Scientists in a major breakthrough in the obesity found a “fat metabolism” switch in the human body for the first time ever.
According to Science Alert, the GLP-1 drugs like Ozempic in the recent years showed dramatic progress in helping people to lose but it was noted that it also came with a side effect such as bone and muscle loss.
The side effects of the GLP-1 gave researchers an idea to find more natural ways of managing weight and during these efforts they identified the protein MTCH2, informally known as “Mitch.”
Fat metabolism switch, Mitch
In a 2016 study, researchers found that when Mitch production was shut down in mouse muscles, the animals were protected against obesity, while also improving in markers of stamina and endurance.
Together with other previous Mitch research, that prompted a newly published study from researchers led by a team from the Weizmann Institute of Science in Israel to find transformative success.
Biologist Sabita Chourasia from the Weizmann Institute of Science said, “After deleting Mitch, we examined, every few hours, the effect that had on more than 100 substances taking part in metabolism in human cells.”
“We saw an increase in cellular respiration, the process in which the cell produces energy from nutrients, such as carbohydrates and fats, using oxygen.
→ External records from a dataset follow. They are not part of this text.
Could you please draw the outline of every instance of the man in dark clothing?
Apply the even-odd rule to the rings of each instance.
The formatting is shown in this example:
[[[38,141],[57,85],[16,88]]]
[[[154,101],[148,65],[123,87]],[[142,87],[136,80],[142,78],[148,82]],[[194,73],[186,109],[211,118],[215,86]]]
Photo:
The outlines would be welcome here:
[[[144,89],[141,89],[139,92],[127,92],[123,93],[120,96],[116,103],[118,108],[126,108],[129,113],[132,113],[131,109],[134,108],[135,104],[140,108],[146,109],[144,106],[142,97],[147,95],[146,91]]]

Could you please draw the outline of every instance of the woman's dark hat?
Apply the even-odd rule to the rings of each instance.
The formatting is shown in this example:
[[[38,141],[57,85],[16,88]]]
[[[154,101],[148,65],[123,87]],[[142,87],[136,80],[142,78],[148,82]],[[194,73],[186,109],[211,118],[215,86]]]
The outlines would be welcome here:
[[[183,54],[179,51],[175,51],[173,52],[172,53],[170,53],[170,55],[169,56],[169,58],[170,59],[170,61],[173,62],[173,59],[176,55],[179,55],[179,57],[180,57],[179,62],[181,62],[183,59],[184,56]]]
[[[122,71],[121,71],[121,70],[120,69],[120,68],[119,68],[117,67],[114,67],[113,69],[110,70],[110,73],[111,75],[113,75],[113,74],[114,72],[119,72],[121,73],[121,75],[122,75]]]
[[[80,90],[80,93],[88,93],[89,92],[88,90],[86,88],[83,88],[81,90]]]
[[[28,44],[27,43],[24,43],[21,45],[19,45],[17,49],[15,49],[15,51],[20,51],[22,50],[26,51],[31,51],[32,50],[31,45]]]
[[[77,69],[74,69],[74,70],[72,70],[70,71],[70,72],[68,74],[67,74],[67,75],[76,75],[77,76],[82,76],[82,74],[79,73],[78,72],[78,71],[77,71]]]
This explains the increase in muscular endurance in previous experiments using mice,” she added.
The researchers also determined that cells without any Mitch also focused on fats in particular as an energy source. They effectively started burning up the fatty building blocks around the cell membranes.
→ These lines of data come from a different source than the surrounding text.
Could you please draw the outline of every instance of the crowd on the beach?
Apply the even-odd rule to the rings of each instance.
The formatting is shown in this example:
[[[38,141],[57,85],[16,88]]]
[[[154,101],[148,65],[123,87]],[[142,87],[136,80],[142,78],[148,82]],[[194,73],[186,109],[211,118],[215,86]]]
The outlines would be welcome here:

Biologist Atan Gross from the Weizmann Institute of Science noted, "We discovered that deleting Mitch led to a major drop in fats in membranes.”
"At the same time, we saw an increase in fatty substances used to produce energy, and we realized that the fat was being broken down from the membrane to be used as fuel. In other words, we showed that Mitch determines the fate of fat in human cells," Gross explained.
Potential new direction for obesity research
Although the work was conducted in cells and is still far from becoming a treatment, the findings reveal a powerful biological pathway that influences both energy use and fat storage.
By increasing fat burning while simultaneously limiting the formation of new fat cells, targeting Mitch could eventually provide researchers with a new strategy for combating obesity. The discovery may also help address one of the most persistent challenges associated with modern weight loss therapies: preserving healthy muscle while reducing excess body fat.